腎臓の糸球体で血漿中の糖がほぼ濾過され、そのほとんどが尿細管のSGLT2とSGLT1で再吸収され、通常では尿中に糖が排泄されることはない。糖代謝に異常がない状況下においては、SGLT2で80〜90%が、SGLT1で残りの10〜20%が再吸収されている。
SGLT1は大腸や心臓、筋肉にも発現しているが、SGLT1は腎臓に特異的に発現しているといえる。
腎臓の糖排泄閾値は人によって異なるが、一般的に行って図のように尿細管中のグルコース濃度が上昇しても、ある一定量の再吸収ができるので尿糖として排出される量には隔たりがある。

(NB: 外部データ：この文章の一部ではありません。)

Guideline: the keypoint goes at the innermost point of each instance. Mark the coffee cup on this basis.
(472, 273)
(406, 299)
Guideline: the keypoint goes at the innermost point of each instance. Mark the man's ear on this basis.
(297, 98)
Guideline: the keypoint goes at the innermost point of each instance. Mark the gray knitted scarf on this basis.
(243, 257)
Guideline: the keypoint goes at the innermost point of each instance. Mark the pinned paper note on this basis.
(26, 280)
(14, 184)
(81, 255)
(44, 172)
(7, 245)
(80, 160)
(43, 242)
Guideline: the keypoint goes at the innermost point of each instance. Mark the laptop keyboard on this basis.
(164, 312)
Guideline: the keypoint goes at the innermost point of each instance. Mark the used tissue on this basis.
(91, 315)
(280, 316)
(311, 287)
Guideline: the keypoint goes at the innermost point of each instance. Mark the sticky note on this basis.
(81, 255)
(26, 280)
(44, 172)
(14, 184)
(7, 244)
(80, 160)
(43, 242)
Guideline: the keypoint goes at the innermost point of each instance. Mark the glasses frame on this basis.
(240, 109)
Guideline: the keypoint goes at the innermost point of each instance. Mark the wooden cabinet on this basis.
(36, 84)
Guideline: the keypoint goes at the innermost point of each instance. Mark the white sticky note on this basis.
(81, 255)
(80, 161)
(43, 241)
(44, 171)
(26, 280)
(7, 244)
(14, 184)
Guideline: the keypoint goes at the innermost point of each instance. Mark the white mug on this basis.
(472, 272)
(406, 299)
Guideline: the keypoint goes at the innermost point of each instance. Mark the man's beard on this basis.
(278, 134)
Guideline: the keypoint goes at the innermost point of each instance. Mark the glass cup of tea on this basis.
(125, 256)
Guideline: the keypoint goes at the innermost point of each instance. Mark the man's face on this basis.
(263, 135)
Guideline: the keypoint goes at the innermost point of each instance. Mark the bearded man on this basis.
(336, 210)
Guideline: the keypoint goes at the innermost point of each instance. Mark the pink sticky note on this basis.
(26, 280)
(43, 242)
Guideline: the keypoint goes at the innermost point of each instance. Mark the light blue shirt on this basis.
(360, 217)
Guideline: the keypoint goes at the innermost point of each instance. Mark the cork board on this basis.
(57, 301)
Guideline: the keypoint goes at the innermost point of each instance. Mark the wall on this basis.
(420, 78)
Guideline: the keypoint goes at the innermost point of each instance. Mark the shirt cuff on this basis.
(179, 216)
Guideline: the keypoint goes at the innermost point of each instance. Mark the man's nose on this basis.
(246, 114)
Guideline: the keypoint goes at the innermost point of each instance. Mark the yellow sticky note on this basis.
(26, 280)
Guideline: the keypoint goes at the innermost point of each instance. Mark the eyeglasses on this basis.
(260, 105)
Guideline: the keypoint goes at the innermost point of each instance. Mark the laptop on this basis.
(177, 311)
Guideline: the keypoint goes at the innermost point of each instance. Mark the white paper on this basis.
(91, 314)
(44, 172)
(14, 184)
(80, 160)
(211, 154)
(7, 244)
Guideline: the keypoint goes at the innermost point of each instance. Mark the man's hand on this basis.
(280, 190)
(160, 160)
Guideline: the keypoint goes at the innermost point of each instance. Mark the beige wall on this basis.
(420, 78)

この閾値は人によって異なるが、同一人においてもその時の状態により変化する可能性がある。
聖マリアンナ大学病院に入院された6例において入院当初と退院直前において尿糖排泄閾値の推定値をCGMの値と排泄尿糖量から推定した値で検討してみたところ、尿糖排泄閾値は183±26 mg/dlから144±10 mg/dlに変化した。
このことから、高血糖状態が持続することにより尿糖排泄閾値が上昇し、尿糖排泄量が減少し、血糖値のさらなる上昇が生じている可能性が示唆される。
尿細管中を流れているグルコースをSGLT2が尿細管細胞に引き込み、Na+/K+ATPaseを使って血管腔内にグルコースを搬送している。
高血糖になると尿糖の再吸収が増加し、尿糖排泄量が減少し、高血糖が助長される。
SGLT2の作用を、単純計算をしてみると、通常健康人においては、糸球体で180gの糖が濾過され、そのうちの160gがSGLT2で再吸収され、SGLT1で残りの20gが再吸収され、尿糖は陰性となっている。
SGLT2を100%阻害するとこのSGLT2での再吸収が0gとなるが、その反面SGLT1の機能は亢進し120gの糖が再吸収され、60gの尿糖が1日量として排泄されることになる。
SGLT2投与例において注意すべき点としては以下のものがあげられる。
グルカゴンの上昇とインスリンの低下があり、糖新生が増加することになるが、体内グルコースが減少している症例(肝硬変など)の際には、低血糖が心配となる。
食事の内容によらず、体重が減少することになり、食欲が亢進するので、生活習慣の乱れを助長する可能性がある。
運動不足(運動ができない人)、タンパク制限食の指導を受けている人、高齢者、やせている人においては、タンパク異化が亢進し筋肉量の減少をきたし、サルコペニアを進行させる危険性がある。
メトホルミンとの併用例においてシックデイの際や、夏場の脱水を悪化させ、乳酸アシドーシスの発症のリスクが上昇するので水分補給やメトホルミンの一時的な投薬中止を事前に検討しておく必要がある。
血糖値が上昇していない環境下においてケトン体が生じる症例があり、治療の中断、絶食、シックデイでの増悪が懸念される。